Filling these appointed slots has been an ongoing  issue for the Obama administration. For example, a report in 2010 from the left-leaning Center for American Progress found: "The Obama administration had in place 64.4 percent of Senate-confirmed executive agency positions after one year, compared to 86.4 for the Reagan administration, 80.1 percent for the George H.W. Bush administration, 73.8 percent for the George W. Bush administration, and 69.8 percent for the Clinton administration. In percentage terms, after one year, the Obama administration ranked last or next to last (out of the five administrations examined) in filling important positions in 10 of 16 major federal agencies." Those problems with filling appointed slots continued: for example, here's a New York Times article on the problems of not filling appointed slots in 2013, and here's a Politico article on the same problems in 2016.

Of course, a structural problem here is that potential presidential appointments are often blocked by grandstanding US Senators, often for reasons that don't have much to do with the actual person being appointed. But in many other cases, the situation is simply that no one is being put forward to fill appointed positions.
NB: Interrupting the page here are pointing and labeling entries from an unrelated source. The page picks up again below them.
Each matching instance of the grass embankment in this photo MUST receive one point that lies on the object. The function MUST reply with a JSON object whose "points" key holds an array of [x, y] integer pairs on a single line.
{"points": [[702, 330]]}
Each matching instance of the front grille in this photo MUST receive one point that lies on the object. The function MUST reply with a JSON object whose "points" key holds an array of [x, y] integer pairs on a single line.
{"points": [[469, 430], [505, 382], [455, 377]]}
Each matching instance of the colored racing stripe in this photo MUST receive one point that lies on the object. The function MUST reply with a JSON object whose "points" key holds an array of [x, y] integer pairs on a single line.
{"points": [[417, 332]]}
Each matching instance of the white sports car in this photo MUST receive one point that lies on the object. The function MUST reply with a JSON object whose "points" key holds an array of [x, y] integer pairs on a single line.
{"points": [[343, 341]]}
In the particular case of the USPS Board of Governors, there are a number of reasons the positions could be difficult to fill. Getting people to sign up for a nine-year term--even if they can quit early--can be a hard sell. The pay means that it's clearly not intended to be a full-time job. The USPS doesn't seem like a stepping-stone to major career advancement or consulting contracts. Perhaps most discouraging of all, the US Postal Service is officially controlled by Congress, and can be overruled by Congress on any decision it makes. As the USPS Inspector General report notes:
The governors of the Postal Service must represent the public interest generally and not any particular group.Yet determining the public’s interest and how best to serve it can be difficult, even in the broadest sense. Some argue it lies in consistent and universally accessible consumer mail services; others in a vibrant commercial mail sector; still others in preserving the dissemination of cultural and civic discourse. When interests conflict, as in the controversies over service levels, network consolidation, and prices, balancing the public’s needs is the classic democratic conundrum. Each governor must decide for himself or herself what serving the public interest means.
Thus, a member of the USPS Board of Governors gets relatively little pay (relative to the qualifications needed for doing the job), has very limited power to make significant changes, and are likely to be vehemently second-guessed if they support any decision that upsets anyone. So I'm not arguing that these slots are easy to fill.

Still, when such a high proportion of appointed positions across government are going unfilled, and at least one board has completely run out of members, its hard to avoid the conclusions that the current system of presidential appointments is dysfunctional, and that the current White House has not done a particularly good job of navigating through the problems.